Output type	Details	Date created	Date added	Peer reviewed?	Patient-facing?
Results article		16/10/2025	21/10/2025	Yes	No
Protocol article		08/11/2022	06/06/2023	Yes	No
HRA research summary			28/06/2023	No	No
Other publications	Qualitative study results	01/07/2024	09/09/2024	Yes	No
Participant information sheet	Participant information sheet	11/11/2025	11/11/2025	No	Yes
Study website	Study website	11/11/2025	11/11/2025	No	Yes

Editorial Notes

21/10/2025: Publication reference added.
09/09/2024: Publication reference added. Publication and dissemination plan updated. The intention to publish date was changed from 31/03/2024 to 30/11/2024.
26/10/2023: Publication reference added.
02/10/2023: The intention to publish date was changed from 01/03/2024 to 31/03/2024.
06/06/2023: The following changes were made to the study record:
1. Publication reference and total final enrolment added.
2. The recruitment end date was changed from 01/06/2022 to 26/09/2022.
3. The overall study end date was changed from 30/05/2023 to 03/10/2023.
4. The intention to publish date was changed from 01/07/2023 to 01/03/2024.
5. The target number of participants was changed from 'The pilot feasibility study (phase 2) aims to recruit 125 participants.
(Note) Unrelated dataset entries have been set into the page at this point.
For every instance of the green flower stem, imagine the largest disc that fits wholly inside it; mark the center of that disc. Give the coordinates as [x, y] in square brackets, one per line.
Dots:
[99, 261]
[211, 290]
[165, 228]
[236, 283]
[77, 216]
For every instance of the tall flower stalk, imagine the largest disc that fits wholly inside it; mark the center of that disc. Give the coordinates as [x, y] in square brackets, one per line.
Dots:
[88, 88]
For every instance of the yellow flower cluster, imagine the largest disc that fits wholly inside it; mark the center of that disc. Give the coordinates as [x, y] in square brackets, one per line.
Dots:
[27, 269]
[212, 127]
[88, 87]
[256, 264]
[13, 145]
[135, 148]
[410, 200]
The cluster randomised controlled trial aims to recruit 2700 participants (1350 in each of the trial arms)' to 'The pilot feasibility study (phase 2) aims to recruit 125 participants. The cluster randomised controlled trial aims to recruit 1850 participants across 37 general practices.'.
22/05/2023: A contact email was updated.
29/04/2022: The following changes have been made:
1. The recruitment end date has been changed from 30/08/2019 to 01/06/2022.
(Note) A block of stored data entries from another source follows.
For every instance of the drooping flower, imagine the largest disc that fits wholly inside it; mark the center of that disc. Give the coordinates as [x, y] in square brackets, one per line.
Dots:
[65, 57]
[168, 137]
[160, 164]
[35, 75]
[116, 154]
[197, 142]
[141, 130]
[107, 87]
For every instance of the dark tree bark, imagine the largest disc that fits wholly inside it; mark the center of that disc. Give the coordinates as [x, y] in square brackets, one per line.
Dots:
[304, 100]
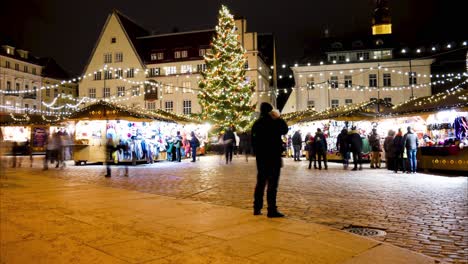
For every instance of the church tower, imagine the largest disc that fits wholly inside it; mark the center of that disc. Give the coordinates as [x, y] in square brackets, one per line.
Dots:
[382, 21]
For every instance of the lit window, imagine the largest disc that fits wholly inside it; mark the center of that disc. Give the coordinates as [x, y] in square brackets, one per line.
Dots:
[120, 91]
[372, 80]
[170, 70]
[348, 81]
[335, 103]
[169, 106]
[92, 92]
[107, 57]
[186, 69]
[118, 57]
[187, 107]
[106, 92]
[387, 79]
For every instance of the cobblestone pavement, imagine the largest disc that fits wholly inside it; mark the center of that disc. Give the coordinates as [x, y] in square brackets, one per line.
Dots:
[422, 212]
2. The overall trial end date has been changed from 30/04/2022 to 30/05/2023 and the plain English summary has been updated to reflect this change.
3. The intention to publish date has been changed from 01/03/2022 to 01/07/2023.
4. The participant information sheet has been added.
5. The trial participating centre “NIHR CRN: South West Peninsula” has been added.
6. The publication and dissemination plan has been updated.
25/03/2019: Trial's existence confirmed by the NIHR.